No domingo passado eu e o Pimentel fomos até Lisboa. Estivemos em casa de uma amiga dele. Falámos, falámos, contámos, contámos... Eu contei uma coisa que alguns já saberão, mas quem não souber pode ler aqui http://blogueforanada.blogspot.com/2005/11/guin-6374-cccxx-professora-de-samba.html
E essa amiga disse que, a propósito, ia fazer um poema. Já o enviou, a mim e ao Pimentel. Perguntei-lhe se o podia dar a ler na Tabanca de Matosinhos e ela disse que sim. É este:
Um vaso de Flores
Para ser homem
Enrolei sílabas clandestinas
Embandeirei sonhos em sobressalto
Entrincheirei o vento na raiz do sangue
Semeei a semente derradeira
E não encontrei pétalas.
Abri cada minuto do meu tempo
Ocultando palavras em campos minados
E desocupei silêncios sem disfarce de temor.
Para ser homem
Esventrei savanas numa geografia de luta
Esfumei revoltas em bares
Num gesto escravo de emaranhadas teias.
Adiei a vida vezes sem conta
Instalei residência em terras em chama
E com os pés nus,
Na esperança de descobrir mistérios indecifráveis,
Entre a esperança e o desejo
Fui escavando o carvão da resistência.
Um dia, aproximei-me do abismo
E num minuto sem sabor a nada,
Num idioma de rosto ferido
Ficámos olhos nos olhos
Separados por um vaso de flores.
Era a hora dos sonhos enlutados
A escorrer de um sonho de menina
A morte encarava os corredores do infinito.

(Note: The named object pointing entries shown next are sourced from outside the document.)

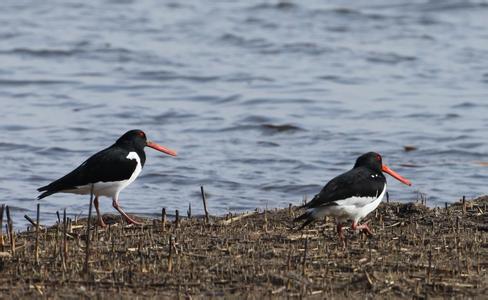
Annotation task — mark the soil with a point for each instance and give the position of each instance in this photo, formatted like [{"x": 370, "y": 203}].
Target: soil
[{"x": 415, "y": 252}]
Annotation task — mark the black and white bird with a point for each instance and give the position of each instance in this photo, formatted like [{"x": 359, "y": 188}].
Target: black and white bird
[
  {"x": 109, "y": 171},
  {"x": 352, "y": 195}
]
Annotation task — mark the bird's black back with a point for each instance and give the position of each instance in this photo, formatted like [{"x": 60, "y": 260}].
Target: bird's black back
[
  {"x": 110, "y": 164},
  {"x": 358, "y": 182}
]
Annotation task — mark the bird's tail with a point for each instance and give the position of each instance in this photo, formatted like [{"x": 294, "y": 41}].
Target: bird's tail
[
  {"x": 307, "y": 216},
  {"x": 48, "y": 190}
]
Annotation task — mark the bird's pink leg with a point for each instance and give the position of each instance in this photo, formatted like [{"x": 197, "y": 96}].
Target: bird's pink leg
[
  {"x": 99, "y": 216},
  {"x": 115, "y": 204},
  {"x": 364, "y": 227},
  {"x": 340, "y": 232}
]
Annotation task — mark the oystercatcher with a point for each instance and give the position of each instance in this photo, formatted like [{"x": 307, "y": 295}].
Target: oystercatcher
[
  {"x": 352, "y": 195},
  {"x": 110, "y": 171}
]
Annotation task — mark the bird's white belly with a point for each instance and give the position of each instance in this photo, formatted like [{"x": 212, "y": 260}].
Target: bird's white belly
[
  {"x": 110, "y": 188},
  {"x": 354, "y": 208}
]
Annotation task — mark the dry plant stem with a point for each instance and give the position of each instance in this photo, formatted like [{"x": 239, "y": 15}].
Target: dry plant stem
[
  {"x": 87, "y": 249},
  {"x": 65, "y": 240},
  {"x": 204, "y": 199},
  {"x": 10, "y": 231},
  {"x": 37, "y": 233},
  {"x": 163, "y": 218},
  {"x": 2, "y": 208}
]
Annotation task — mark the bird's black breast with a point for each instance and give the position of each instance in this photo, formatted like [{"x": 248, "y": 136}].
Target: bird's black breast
[
  {"x": 358, "y": 182},
  {"x": 108, "y": 165}
]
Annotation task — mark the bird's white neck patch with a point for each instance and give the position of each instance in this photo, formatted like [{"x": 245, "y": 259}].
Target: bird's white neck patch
[{"x": 133, "y": 155}]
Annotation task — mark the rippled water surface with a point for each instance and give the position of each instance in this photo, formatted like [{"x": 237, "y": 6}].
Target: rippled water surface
[{"x": 265, "y": 101}]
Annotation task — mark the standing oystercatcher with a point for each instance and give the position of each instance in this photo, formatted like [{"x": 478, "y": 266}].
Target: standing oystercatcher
[
  {"x": 352, "y": 195},
  {"x": 110, "y": 171}
]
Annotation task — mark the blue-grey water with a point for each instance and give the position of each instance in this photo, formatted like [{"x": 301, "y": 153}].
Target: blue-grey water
[{"x": 265, "y": 101}]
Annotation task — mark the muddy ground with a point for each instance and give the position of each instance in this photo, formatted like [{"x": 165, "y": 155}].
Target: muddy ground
[{"x": 416, "y": 252}]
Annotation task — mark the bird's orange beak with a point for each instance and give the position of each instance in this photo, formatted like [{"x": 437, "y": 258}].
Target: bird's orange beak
[
  {"x": 160, "y": 148},
  {"x": 397, "y": 176}
]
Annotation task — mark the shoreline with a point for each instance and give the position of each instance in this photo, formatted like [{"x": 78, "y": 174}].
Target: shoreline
[{"x": 416, "y": 251}]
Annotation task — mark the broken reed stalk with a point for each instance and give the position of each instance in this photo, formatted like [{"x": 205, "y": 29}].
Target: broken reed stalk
[
  {"x": 177, "y": 218},
  {"x": 163, "y": 217},
  {"x": 65, "y": 240},
  {"x": 170, "y": 255},
  {"x": 10, "y": 227},
  {"x": 37, "y": 233},
  {"x": 204, "y": 199},
  {"x": 87, "y": 249},
  {"x": 30, "y": 220},
  {"x": 305, "y": 257},
  {"x": 1, "y": 227}
]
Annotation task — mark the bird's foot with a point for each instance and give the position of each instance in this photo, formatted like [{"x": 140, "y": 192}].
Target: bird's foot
[
  {"x": 101, "y": 223},
  {"x": 363, "y": 227},
  {"x": 132, "y": 221}
]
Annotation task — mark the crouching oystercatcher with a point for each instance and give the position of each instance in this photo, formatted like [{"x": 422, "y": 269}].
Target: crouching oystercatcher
[
  {"x": 109, "y": 171},
  {"x": 351, "y": 195}
]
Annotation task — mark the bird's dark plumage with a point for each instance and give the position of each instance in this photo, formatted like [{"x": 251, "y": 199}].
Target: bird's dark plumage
[
  {"x": 353, "y": 194},
  {"x": 110, "y": 164}
]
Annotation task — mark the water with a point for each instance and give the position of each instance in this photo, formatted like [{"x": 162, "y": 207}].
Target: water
[{"x": 265, "y": 101}]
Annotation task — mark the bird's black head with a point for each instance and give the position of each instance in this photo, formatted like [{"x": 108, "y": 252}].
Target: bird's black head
[
  {"x": 136, "y": 138},
  {"x": 370, "y": 160},
  {"x": 373, "y": 161}
]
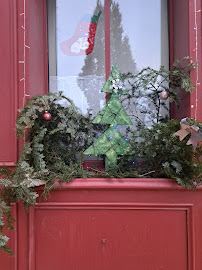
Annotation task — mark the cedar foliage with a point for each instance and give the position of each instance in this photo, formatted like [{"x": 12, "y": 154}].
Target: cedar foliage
[{"x": 53, "y": 149}]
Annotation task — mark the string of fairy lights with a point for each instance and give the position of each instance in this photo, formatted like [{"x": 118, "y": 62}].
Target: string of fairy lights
[
  {"x": 23, "y": 61},
  {"x": 196, "y": 12}
]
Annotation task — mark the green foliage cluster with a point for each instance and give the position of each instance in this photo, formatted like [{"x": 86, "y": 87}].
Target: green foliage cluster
[
  {"x": 146, "y": 86},
  {"x": 53, "y": 149},
  {"x": 164, "y": 156}
]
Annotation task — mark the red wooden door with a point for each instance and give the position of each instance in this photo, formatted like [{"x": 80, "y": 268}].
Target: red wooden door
[
  {"x": 94, "y": 224},
  {"x": 117, "y": 224}
]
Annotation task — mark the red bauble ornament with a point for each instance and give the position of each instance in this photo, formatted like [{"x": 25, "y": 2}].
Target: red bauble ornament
[
  {"x": 164, "y": 95},
  {"x": 46, "y": 116}
]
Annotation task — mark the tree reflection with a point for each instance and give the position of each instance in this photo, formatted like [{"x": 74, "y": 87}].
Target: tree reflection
[{"x": 92, "y": 75}]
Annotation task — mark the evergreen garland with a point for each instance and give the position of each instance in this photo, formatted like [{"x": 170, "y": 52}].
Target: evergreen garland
[{"x": 53, "y": 149}]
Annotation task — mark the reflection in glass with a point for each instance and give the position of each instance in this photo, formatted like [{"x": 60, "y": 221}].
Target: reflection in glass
[{"x": 76, "y": 33}]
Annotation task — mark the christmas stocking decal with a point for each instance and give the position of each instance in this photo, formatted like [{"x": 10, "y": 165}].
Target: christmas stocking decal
[{"x": 82, "y": 41}]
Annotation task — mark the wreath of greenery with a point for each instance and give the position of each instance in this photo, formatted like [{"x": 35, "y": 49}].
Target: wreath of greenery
[{"x": 53, "y": 149}]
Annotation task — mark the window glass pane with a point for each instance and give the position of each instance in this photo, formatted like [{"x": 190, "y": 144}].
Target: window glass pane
[
  {"x": 139, "y": 39},
  {"x": 76, "y": 62}
]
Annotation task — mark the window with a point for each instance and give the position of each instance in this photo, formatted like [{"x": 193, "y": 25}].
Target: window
[{"x": 87, "y": 37}]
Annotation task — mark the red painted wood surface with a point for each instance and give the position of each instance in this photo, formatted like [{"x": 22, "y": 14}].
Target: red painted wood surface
[
  {"x": 111, "y": 224},
  {"x": 182, "y": 43}
]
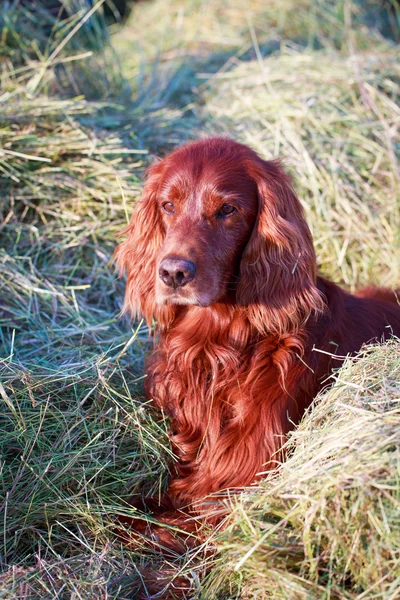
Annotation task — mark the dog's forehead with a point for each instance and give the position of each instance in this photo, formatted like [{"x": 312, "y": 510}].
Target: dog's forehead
[{"x": 201, "y": 185}]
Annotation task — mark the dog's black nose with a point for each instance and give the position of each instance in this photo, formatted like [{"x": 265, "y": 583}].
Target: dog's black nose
[{"x": 176, "y": 272}]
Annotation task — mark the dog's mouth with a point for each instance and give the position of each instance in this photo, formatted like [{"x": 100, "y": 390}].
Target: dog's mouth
[{"x": 186, "y": 296}]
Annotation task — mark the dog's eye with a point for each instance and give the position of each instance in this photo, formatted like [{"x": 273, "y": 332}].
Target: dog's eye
[
  {"x": 226, "y": 210},
  {"x": 168, "y": 207}
]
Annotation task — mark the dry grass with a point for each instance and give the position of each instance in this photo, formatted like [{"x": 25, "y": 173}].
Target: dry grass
[
  {"x": 327, "y": 525},
  {"x": 79, "y": 122}
]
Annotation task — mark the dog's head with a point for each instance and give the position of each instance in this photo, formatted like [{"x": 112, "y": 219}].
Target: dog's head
[{"x": 216, "y": 223}]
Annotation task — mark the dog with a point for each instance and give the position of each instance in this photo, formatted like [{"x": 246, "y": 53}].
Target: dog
[{"x": 219, "y": 254}]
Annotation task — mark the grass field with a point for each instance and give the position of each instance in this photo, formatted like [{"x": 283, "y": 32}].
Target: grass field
[{"x": 82, "y": 113}]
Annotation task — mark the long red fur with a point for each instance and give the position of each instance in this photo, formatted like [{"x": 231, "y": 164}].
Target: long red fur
[{"x": 237, "y": 375}]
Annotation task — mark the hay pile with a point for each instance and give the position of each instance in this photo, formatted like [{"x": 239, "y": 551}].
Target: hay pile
[
  {"x": 328, "y": 524},
  {"x": 334, "y": 118},
  {"x": 79, "y": 122}
]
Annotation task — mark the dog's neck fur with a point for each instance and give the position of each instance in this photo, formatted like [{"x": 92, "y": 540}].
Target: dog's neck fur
[{"x": 213, "y": 360}]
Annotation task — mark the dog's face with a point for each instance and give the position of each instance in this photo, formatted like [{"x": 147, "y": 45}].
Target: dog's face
[
  {"x": 208, "y": 209},
  {"x": 216, "y": 223}
]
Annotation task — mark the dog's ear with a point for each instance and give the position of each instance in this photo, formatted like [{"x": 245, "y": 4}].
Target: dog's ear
[
  {"x": 278, "y": 268},
  {"x": 136, "y": 256}
]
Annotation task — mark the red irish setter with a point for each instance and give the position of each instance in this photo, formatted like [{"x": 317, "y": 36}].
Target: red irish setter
[{"x": 218, "y": 252}]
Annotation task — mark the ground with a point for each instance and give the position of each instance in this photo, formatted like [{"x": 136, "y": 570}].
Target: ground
[{"x": 83, "y": 111}]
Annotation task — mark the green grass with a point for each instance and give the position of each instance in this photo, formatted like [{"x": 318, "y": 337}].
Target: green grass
[{"x": 79, "y": 122}]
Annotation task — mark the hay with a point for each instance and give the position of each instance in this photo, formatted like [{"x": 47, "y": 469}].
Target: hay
[
  {"x": 77, "y": 437},
  {"x": 335, "y": 120},
  {"x": 327, "y": 525}
]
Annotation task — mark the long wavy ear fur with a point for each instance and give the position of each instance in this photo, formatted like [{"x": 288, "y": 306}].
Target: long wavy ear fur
[
  {"x": 136, "y": 256},
  {"x": 278, "y": 268}
]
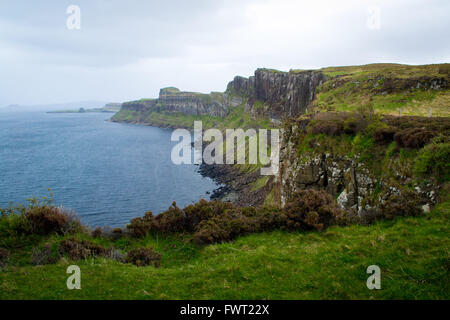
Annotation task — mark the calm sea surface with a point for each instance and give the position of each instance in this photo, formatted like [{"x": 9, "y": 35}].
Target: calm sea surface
[{"x": 108, "y": 173}]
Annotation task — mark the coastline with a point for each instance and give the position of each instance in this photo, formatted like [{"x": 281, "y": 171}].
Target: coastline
[{"x": 235, "y": 185}]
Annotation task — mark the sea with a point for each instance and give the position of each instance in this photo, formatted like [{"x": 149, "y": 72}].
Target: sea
[{"x": 107, "y": 173}]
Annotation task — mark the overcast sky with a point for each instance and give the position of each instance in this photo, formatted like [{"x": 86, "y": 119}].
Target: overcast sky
[{"x": 127, "y": 50}]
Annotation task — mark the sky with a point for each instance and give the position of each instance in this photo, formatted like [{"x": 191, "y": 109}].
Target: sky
[{"x": 127, "y": 50}]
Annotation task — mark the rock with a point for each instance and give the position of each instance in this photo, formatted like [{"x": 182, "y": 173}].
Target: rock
[
  {"x": 342, "y": 200},
  {"x": 426, "y": 208}
]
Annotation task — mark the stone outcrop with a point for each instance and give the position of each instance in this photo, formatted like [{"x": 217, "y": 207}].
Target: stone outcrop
[
  {"x": 274, "y": 94},
  {"x": 172, "y": 100},
  {"x": 277, "y": 94},
  {"x": 354, "y": 186}
]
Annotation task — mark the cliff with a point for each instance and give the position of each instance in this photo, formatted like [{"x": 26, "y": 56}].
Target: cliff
[
  {"x": 330, "y": 119},
  {"x": 268, "y": 94}
]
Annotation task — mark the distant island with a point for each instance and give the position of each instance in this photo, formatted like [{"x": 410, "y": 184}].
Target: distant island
[{"x": 108, "y": 108}]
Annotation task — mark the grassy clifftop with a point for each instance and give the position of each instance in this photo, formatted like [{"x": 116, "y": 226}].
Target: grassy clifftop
[{"x": 391, "y": 88}]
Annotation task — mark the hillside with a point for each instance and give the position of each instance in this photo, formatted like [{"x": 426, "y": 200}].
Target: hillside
[
  {"x": 412, "y": 253},
  {"x": 358, "y": 185}
]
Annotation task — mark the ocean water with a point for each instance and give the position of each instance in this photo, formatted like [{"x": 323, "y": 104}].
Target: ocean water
[{"x": 108, "y": 173}]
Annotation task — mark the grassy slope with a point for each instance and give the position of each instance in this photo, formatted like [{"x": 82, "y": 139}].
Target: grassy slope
[
  {"x": 411, "y": 252},
  {"x": 349, "y": 87}
]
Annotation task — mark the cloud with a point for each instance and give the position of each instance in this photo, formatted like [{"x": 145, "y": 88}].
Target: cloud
[{"x": 128, "y": 50}]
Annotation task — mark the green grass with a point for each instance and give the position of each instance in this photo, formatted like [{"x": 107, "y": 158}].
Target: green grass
[
  {"x": 349, "y": 87},
  {"x": 411, "y": 252}
]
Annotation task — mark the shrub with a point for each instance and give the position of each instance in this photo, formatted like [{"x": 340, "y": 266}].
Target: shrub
[
  {"x": 404, "y": 204},
  {"x": 144, "y": 257},
  {"x": 97, "y": 233},
  {"x": 171, "y": 221},
  {"x": 414, "y": 138},
  {"x": 47, "y": 254},
  {"x": 311, "y": 209},
  {"x": 45, "y": 220},
  {"x": 141, "y": 227},
  {"x": 117, "y": 233},
  {"x": 204, "y": 210},
  {"x": 4, "y": 257},
  {"x": 80, "y": 249},
  {"x": 434, "y": 160},
  {"x": 384, "y": 135},
  {"x": 115, "y": 254},
  {"x": 328, "y": 127}
]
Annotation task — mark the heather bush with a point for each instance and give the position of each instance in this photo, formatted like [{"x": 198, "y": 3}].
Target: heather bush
[
  {"x": 328, "y": 127},
  {"x": 434, "y": 160},
  {"x": 141, "y": 227},
  {"x": 80, "y": 249},
  {"x": 144, "y": 257},
  {"x": 46, "y": 254},
  {"x": 115, "y": 254},
  {"x": 404, "y": 204},
  {"x": 384, "y": 135},
  {"x": 171, "y": 221},
  {"x": 97, "y": 233},
  {"x": 204, "y": 210},
  {"x": 311, "y": 209},
  {"x": 4, "y": 257},
  {"x": 414, "y": 138}
]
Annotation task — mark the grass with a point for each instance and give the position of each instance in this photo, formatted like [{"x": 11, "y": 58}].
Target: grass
[
  {"x": 349, "y": 87},
  {"x": 411, "y": 252}
]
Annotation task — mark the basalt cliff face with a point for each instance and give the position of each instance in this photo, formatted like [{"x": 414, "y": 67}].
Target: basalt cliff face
[
  {"x": 276, "y": 94},
  {"x": 335, "y": 157},
  {"x": 273, "y": 94},
  {"x": 172, "y": 100}
]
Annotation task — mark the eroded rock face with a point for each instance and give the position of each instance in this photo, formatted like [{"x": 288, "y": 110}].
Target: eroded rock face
[
  {"x": 286, "y": 94},
  {"x": 274, "y": 94},
  {"x": 215, "y": 104},
  {"x": 354, "y": 186}
]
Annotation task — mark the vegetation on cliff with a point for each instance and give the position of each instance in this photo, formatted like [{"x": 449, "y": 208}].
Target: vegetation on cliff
[{"x": 411, "y": 252}]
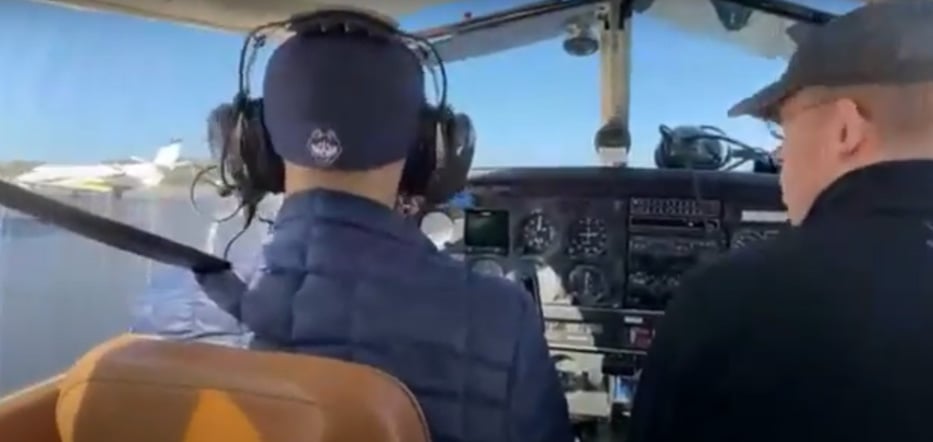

Num vaso de flores encontrei a dimensão da Vida
Tapei o firmamento da minha pátria
Encostei-me a um luar sem luz
E acrescentei o meu desassossego
Antes que a escuridão me avassalasse.
As flores não murcharam no vaso
E do seu rosto não saiu a minha madrugada
A seiva ficou no chão
Numa funda transparência de vertigem.
Eu, homem, descobri que a morte também beija
E que ser homem cava séculos de silêncios e de cinzas.
Clara Roque Esteves
Excepcional!
ResponderEliminarHélder S.
Ola Marques:
ResponderEliminarEntão, meus Parabéns; pela Magnífica, e Brilhante poesia; realmente ela sabe sabe,
Valeu...
Abracos...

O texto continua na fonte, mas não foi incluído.